Question

The tuning circuit of a radio receiver has a resistance of \[50\text{ }\Omega \] , an inductor of \[10\text{ mH}\] and a variable capacitor. A \[1\text{ MHz}\] radio wave produces a potential difference of \[\text{0}\text{.1 mV}\] . The value of the capacitor to produce resonance is (take \[{{\pi }^{\text{2}}}=10\] )
(A) \[2.5\text{ pF}\]
(B) \[\text{5}\text{.0 pF}\]
(C) \[25\text{ pF}\]
(D) \[\text{50 pF}\]

Answer 1

Hint: A tuning circuit consists of an inductor and a capacitor, usually in parallel. Either the inductance of the inductor or the capacitance of the capacitor must be able to be varied. By varying either the capacitance or inductance the resonant frequency of the circuit is varied. When the resonant frequency matches an incoming signal, for example, the carrier wave of your favourite radio station, then the circuit is tuned to that frequency and the radio program can be heard.

Formula Used:
\[f\text{=}\dfrac{1}{2\pi \sqrt{LC}}\]

Complete step by step answer:
We have been given that,
Resistance present in the tuning circuit, \[(R)=50\text{ }\Omega \]
Value of Inductor in the circuit, \[(L)=10\text{ mH=10}\times \text{1}{{\text{0}}^{\text{-3}}}\text{H=1}{{\text{0}}^{\text{-2}}}H\] since we know that \[1\text{mH=1}{{\text{0}}^{\text{-3}}}\text{H}\]
Frequency of oscillation of the tuning circuit, \[(f)=1\text{ MHz=1}{{\text{0}}^{\text{6}}}Hz\] since we know that \[1\text{ MHz=1}{{\text{0}}^{\text{6}}}Hz\]
Potential difference produced by the circuit, \[\text{(V)=0}\text{.1 mV}\]
Let the value of capacitance of the circuit be \[\text{C farads}\] .
Now, a tuning circuit operates in the condition of resonance and we know that the expression for the resonant frequency of a circuit having an inductor and a capacitor is
\[f\text{=}\dfrac{1}{2\pi \sqrt{LC}}\] where the symbols have their meaning as discussed above.
Squaring both sides of this expression, we get \[{{f}^{2}}\text{=}\dfrac{1}{4{{\pi }^{2}}LC}\]
Rearranging the terms a little bit, we can say that \[C=\dfrac{1}{4{{\pi }^{2}}{{f}^{2}}L}\]
Substituting the values given to us in the above expression, we get
\[\begin{align}
  & C=\dfrac{1}{4{{\pi }^{2}}\times {{({{10}^{6}})}^{2}}\times ({{10}^{-2}})} \\
 & \Rightarrow C=\dfrac{1}{4\times 10\times {{10}^{12}}\times {{10}^{-2}}}(\because {{\pi }^{\text{2}}}=10) \\
 & \Rightarrow C=0.25\times {{10}^{-11}}F \\
 & \Rightarrow C=2.5pF(\because 1pF={{10}^{-12}}F) \\
\end{align}\]
Hence we can see that the correct option is (A).
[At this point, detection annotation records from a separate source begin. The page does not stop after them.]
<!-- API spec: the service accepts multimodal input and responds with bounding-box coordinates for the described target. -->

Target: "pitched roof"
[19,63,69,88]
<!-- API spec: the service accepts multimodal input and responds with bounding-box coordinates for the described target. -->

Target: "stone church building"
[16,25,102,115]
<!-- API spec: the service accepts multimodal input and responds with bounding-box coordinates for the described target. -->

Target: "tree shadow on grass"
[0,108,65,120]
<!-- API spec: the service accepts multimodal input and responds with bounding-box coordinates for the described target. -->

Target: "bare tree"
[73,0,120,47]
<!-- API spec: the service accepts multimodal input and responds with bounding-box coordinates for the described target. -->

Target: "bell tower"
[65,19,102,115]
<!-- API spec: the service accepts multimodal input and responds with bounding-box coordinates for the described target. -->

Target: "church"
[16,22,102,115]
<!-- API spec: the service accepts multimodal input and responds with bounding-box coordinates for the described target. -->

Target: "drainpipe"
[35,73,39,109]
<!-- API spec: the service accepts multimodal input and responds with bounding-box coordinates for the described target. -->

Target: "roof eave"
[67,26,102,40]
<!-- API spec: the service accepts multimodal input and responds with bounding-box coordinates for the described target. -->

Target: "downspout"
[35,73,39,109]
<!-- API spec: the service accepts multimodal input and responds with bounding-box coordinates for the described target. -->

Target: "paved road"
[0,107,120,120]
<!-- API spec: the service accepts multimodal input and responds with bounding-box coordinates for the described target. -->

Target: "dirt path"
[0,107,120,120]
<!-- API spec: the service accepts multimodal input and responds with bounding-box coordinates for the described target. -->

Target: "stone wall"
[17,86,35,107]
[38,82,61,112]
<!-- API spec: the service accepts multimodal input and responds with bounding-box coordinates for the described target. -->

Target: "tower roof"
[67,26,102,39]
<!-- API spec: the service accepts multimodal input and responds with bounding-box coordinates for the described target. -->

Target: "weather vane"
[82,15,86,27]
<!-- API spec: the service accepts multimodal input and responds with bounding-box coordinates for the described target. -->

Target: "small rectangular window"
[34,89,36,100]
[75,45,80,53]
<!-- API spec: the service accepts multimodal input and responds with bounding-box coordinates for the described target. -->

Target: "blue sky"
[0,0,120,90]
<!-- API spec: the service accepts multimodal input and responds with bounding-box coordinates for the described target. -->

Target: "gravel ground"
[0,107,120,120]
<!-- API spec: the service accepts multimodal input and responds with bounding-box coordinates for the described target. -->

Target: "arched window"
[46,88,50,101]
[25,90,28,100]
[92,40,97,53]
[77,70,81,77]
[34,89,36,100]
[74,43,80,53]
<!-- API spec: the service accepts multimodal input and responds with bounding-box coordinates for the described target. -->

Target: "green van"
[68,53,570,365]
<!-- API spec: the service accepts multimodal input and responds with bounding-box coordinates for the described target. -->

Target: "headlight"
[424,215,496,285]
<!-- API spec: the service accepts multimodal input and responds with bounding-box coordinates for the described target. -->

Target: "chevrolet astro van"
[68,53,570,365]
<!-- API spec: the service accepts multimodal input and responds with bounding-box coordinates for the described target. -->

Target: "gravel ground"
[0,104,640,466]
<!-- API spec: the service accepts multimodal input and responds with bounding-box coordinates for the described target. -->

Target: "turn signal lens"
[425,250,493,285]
Note: We have also been given the values of the resistance and the potential difference in the circuit when we didn’t need them at all in our solution. This is a tactic of the examiner, to give a lot of data so that the student gets intimidated and makes a mistake. Many students find the impedance of the circuit with the resistance and the inductance given. You should keep in mind that oscillations in a circuit only take place between the capacitor and the inductor.